PROJECT SUMMARY
Although antiretroviral therapy drugs (ART) have prevented HIV propagation and increased life expectancy of
people with HIV (PWH), the rate of sudden death in this population is 2-4-times higher than people without HIV.
Autopsies have revealed cardiac fibrosis in half of this HIV patient population, a likely etiology for sudden death.
The protease inhibitor class ART (PI-ART) is linked to cardiovascular risk in PWH, and it is plausible that ART
can exacerbate the risk by inducing cardiac fibrosis. Our long-term goals are to determine the mechanism and the
impact of ART-induced cardiac fibrosis in PWH, and to explore preventive strategies. Transforming growth factor ß1
(TGFß1) is a strong profibrotic cytokine and platelets contain ~100 times more TGFß1 than other cells and are a
major source of plasma TGFß1 contributing to organ fibrosis. Higher plasma TGFß1 levels and cardiac fibrosis are
observed in HIV+ individuals, but whether ART further increases plasma TGFß1 and cardiac fibrosis in PWH is
not clear. In pilot studies, we observed that newer ART regimens, including PI-boosted dose of ritonavir (RTV) and
tenofovir, activated platelets to release TGFß1, which can be blocked by Ceefourin-1, a specific inhibitor of MRP4,
a membrane transporter highly expressed in platelets from HIV patients. Injection of a PI-boosted dose of RTV
in transgenic Tg26 HIV mice (which exhibit multiple HIV-associated comorbidities) increased cardiac fibrosis and
diastolic dysfunction associated with the accumulation of CD206+ cells expressing aSMA in the heart,
presumably macrophages. These results led to our central hypothesis that ART may activate platelets to release
TGFß1 via MRP4, which stimulates macrophages to undergo mesenchymal transition, inducing cardiac fibrosis.
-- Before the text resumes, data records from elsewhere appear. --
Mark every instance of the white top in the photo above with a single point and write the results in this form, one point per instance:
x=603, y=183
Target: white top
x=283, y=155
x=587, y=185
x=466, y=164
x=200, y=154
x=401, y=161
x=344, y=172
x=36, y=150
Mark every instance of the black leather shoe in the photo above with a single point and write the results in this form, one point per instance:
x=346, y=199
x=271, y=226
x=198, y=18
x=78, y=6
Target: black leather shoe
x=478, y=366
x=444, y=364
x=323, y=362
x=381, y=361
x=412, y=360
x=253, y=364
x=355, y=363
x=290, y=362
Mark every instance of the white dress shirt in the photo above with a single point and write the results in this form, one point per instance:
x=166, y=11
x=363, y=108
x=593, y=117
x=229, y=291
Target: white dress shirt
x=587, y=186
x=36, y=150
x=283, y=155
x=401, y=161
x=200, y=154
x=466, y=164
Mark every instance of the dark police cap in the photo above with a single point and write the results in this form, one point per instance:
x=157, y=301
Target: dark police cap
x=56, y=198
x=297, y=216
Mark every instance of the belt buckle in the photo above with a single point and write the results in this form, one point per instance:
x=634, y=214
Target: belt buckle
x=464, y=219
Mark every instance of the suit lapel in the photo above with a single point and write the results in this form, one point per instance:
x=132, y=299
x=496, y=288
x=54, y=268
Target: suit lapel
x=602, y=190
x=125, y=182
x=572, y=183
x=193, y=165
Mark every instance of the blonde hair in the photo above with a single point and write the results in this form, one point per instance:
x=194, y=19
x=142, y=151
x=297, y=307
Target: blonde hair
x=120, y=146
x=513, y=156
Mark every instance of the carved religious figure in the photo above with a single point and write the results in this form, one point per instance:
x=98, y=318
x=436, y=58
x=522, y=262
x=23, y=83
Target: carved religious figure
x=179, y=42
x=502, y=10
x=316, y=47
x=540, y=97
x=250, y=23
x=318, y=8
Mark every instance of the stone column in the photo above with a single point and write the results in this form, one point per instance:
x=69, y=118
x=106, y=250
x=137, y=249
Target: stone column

The objective of this application is to determine the mechanism by which different classes of ART induce platelet
TGFß1 release and identify the cell types to which TGFß1 signals, leading to cardiac fibrosis. The following Specific
Aims will address the objective: 1) Screen a panel of different classes of ART, alone and in combination, for
induction of platelet release of TGFß1 and identify the mechanisms of this process; 2) Determine whether
contemporary ART-mediated TGFß1 release via MRP4 induces cardiac fibrosis in vivo; 3) Determine whether
TGFß1 signaling in macrophages leads to mesenchymal transition and cardiac fibrosis. Our studies will clarify
the mechanism of ART-induced TGFß1 release from platelets and the cell types on which TGFß1 signals, leading
to cardiac fibrosis. We will use innovative techniques to evaluate platelet activation, measure plasma TGFß1
levels, and assess cellular signaling and cardiac fibrosis in two murine models of HIV. Furthermore, our research
will explore the translational potential for mitigating ART-induced cardiac fibrosis in HIV mice with anti-TGFß1 and
anti-fibrotic agents, such as Galunisertib or Pirfenidone. Our studies may also elucidate whether TGFß1 could
be a potential biomarker of underlying organ fibrosis in PWH. It may also lay the foundation for better mechanistic
understanding and novel strategies for preventing comorbidities in PWH and fibrosis in other infectious diseases.